Cancer Research UK Cambridge Institute, University of Cambridge, Cambridge, UK.
The Alan Turing Institute, London, UK.
Nat Med. 2021 May;27(5):833-841. doi: 10.1038/s41591-021-01287-9. Epub 2021 Apr 15.
Deep learning methods have been shown to achieve excellent performance on diagnostic tasks, but how to optimally combine them with expert knowledge and existing clinical decision pathways is still an open challenge. This question is particularly important for the early detection of cancer, where high-volume workflows may benefit from (semi-)automated analysis. Here we present a deep learning framework to analyze samples of the Cytosponge-TFF3 test, a minimally invasive alternative to endoscopy, for detecting Barrett's esophagus, which is the main precursor of esophageal adenocarcinoma. We trained and independently validated the framework on data from two clinical trials, analyzing a combined total of 4,662 pathology slides from 2,331 patients. Our approach exploits decision patterns of gastrointestinal pathologists to define eight triage classes of varying priority for manual expert review. By substituting manual review with automated review in low-priority classes, we can reduce pathologist workload by 57% while matching the diagnostic performance of experienced pathologists.

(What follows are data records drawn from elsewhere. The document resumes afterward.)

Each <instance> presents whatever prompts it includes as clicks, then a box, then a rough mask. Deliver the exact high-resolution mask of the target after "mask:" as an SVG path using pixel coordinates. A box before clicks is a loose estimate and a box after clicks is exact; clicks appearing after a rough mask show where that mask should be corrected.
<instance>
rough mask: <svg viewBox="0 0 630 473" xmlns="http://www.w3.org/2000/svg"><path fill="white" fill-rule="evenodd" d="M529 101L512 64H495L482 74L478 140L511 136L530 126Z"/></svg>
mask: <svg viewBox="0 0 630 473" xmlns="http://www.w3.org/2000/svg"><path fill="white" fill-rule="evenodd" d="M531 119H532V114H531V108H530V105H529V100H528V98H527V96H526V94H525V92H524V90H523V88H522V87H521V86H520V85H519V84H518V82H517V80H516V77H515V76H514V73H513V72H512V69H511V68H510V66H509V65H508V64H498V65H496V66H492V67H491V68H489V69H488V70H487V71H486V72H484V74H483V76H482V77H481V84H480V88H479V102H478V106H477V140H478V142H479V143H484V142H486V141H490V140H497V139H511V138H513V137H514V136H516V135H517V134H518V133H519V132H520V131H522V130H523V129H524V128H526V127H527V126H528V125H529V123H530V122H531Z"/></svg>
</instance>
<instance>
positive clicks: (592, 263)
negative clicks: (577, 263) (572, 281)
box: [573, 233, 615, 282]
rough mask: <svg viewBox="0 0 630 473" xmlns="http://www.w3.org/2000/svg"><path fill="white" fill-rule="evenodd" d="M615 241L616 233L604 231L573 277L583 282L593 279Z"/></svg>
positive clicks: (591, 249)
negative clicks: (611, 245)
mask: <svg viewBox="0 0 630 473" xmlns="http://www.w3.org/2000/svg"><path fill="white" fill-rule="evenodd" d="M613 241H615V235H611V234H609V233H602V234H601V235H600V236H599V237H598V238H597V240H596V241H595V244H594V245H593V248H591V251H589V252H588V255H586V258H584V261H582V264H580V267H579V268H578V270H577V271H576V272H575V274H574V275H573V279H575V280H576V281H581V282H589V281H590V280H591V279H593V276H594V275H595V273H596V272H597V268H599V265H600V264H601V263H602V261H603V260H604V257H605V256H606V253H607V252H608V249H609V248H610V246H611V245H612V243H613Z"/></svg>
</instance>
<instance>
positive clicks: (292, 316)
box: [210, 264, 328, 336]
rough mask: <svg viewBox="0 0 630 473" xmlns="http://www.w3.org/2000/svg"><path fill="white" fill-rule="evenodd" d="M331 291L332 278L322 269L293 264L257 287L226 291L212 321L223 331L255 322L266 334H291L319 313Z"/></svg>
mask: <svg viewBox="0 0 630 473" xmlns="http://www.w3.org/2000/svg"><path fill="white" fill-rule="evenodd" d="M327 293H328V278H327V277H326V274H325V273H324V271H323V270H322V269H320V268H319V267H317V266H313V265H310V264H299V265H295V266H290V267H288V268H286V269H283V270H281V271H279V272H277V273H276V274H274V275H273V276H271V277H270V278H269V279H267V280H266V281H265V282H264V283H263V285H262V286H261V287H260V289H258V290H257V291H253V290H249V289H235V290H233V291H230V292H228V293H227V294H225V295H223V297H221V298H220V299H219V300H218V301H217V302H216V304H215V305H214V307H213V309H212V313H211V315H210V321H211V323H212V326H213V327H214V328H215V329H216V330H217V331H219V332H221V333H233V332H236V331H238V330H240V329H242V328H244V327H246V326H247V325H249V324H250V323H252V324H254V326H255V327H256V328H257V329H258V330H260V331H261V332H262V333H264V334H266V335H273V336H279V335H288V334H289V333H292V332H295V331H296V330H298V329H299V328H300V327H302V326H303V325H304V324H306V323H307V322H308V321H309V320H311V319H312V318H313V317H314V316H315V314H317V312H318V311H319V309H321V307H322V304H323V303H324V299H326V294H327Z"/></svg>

深度学习方法在诊断任务上表现出色,但如何将其与专家知识和现有的临床决策路径最佳结合仍然是一个悬而未决的问题。这个问题对于癌症的早期检测尤为重要,因为大容量的工作流程可能受益于(半)自动化分析。在这里,我们提出了一个深度学习框架,用于分析 Cytosponge-TFF3 测试样本,这是内窥镜检查的一种微创替代方法,用于检测 Barrett 食管,这是食管腺癌的主要前体。我们在两项临床试验的数据上进行了训练和独立验证,总共分析了 2331 名患者的 4662 张病理切片。我们的方法利用胃肠病理学家的决策模式来定义 8 个不同优先级的分诊类别,以便进行手动专家审查。通过在低优先级类别中用自动化审查替代手动审查,我们可以将病理学家的工作量减少 57%,同时达到有经验的病理学家的诊断性能。